When the following conditions occur,
the event in step 3.2 is not received for the first trigger:
- Condition 1: ICNT0xICT1 is
NOT a multiple of 64.
- Condition 2: src or dst is
NOT a multiple of 64.
- Condition 3: ICNT0xICT1 is
NOT a multiple of 64 and src/dst address not a multiple of 64
Multiple of 16B or 32B for ICNT0xICNT1 and src/dst addr also has the same
issue, where the event is not received. Only alignment of 64B makes it work.
Conditions in which it works:
- If ICNT0xICNT1 is made a
multiple of 64 and src/dst address a multiple of 64, the test case
passes.
- If DRU is used instead of
UDMA, then the test passes. You must submit the TR to DRU through the UDMA
DRU external channel. With DRU and with ICNTs and src/dst addr unaligned,
the user can trigger and get events as expected when TR is programmed such
that the number of events and number of triggers in a frame is 1, i.e ICNT2
= 1 in above case or EVENT_SIZE = COMPLETION and trigger is NONE. Then the
completion event occurs as expected.

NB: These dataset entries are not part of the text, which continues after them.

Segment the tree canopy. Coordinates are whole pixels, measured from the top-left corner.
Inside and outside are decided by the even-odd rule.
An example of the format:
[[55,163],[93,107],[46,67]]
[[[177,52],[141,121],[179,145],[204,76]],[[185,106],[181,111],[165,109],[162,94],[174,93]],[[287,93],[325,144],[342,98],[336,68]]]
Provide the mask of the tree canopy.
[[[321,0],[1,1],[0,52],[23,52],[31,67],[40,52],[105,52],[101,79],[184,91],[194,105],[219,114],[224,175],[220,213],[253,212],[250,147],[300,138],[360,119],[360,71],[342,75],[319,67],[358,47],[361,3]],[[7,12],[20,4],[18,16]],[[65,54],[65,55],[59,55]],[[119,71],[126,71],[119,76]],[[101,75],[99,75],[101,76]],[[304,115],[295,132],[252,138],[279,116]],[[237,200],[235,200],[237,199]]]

This is not feasible to be used by the
use-cases in question.
Above is a example for "2D trigger and wait", the same constraint applies for
"1D trigger and wait" and "3D trigger and wait":
- For "1D trigger and wait",
ICNT0 MUST be multiple of 64
- For "3D trigger and wait",
ICNT0xICNT1xICNT2 MUST be multiple of 64
Workaround(s):
Set the EOL flag in TR for UDMAP as
shown in following example:
- 1D trigger and wait
- TR.FLAGS |= CSL_FMK(UDMAP_TR_FLAGS_EOL,
CSL_UDMAP_TR_FLAGS_EOL_ICNT0);
- 2D trigger and wait
- TR.FLAGS |= CSL_FMK(UDMAP_TR_FLAGS_EOL,
CSL_UDMAP_TR_FLAGS_EOL_ICNT0_ICNT1);
- 3D trigger and wait
- TR.FLAGS |=
CSL_FMK(UDMAP_TR_FLAGS_EOL,CSL_UDMAP_TR_FLAGS_EOL_ICNT0_ICNT1_ICNT2);
There is no performance impact due to this workaround.